RKinetica Connector Guide
The following guide provides step by step instructions to get started using R with Kinetica. The RKinetica connector provides access to the Kinetica database through a REST interface. The RKinetica package can be built locally from source or a prebuilt package release can be downloaded from the release page. Kinetica strongly recommends that release builds be used instead of building the package locally.
RKinetica interfaces with Kinetica similarly to other R-database interactions: using the DBI and dplyr packages. Interacting with RKinetica is easiest using the RStudio interface.
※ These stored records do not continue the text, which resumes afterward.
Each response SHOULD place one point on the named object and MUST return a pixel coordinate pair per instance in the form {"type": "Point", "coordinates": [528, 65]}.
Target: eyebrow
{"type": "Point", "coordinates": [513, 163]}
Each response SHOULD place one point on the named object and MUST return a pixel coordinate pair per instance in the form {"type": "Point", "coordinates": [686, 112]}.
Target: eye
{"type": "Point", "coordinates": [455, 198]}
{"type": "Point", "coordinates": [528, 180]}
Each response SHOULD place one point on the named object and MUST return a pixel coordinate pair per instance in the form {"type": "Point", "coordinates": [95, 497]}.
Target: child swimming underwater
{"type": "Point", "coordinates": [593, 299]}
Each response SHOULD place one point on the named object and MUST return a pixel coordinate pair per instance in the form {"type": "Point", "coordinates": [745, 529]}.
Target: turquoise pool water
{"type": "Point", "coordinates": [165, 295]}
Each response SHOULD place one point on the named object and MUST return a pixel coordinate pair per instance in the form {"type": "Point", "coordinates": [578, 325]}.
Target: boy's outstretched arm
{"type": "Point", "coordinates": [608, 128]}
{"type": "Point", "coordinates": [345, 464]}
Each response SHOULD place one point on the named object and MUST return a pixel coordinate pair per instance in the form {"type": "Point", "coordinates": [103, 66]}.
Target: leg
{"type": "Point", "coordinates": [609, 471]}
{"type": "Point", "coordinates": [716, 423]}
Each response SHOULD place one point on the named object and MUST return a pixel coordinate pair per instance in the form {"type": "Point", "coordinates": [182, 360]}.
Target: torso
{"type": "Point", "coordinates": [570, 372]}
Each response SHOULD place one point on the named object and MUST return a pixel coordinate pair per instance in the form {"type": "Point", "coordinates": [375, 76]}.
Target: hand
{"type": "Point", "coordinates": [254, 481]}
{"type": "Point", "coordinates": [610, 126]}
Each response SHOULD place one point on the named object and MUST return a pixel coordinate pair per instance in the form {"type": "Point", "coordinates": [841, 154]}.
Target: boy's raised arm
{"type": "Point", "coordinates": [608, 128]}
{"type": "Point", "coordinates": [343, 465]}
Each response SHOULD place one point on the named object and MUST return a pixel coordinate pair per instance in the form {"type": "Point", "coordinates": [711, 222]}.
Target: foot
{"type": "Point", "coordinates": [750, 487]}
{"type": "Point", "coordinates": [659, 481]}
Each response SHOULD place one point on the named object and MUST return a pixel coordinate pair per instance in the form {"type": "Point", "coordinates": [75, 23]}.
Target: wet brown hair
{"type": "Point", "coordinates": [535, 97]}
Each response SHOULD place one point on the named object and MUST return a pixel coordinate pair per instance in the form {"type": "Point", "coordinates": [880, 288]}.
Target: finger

RStudio and RKinetica require that R be installed locally.
Source code for the connector can be found at:
Contents
Build & Install
RKinetica depends on several other R packages from the comprehensive R archive network (CRAN):
NOTE: If installing the RKinetica package in RStudio, the dependencies should be installed automatically prior to RKinetica being installed. Otherwise, all packages can be installed via RStudio (or the R console) like so:
install.packages(c("DBI", "RJSONIO", "httr", "bit64", "hms", "methods", "purrr", "stats", "dplyr"))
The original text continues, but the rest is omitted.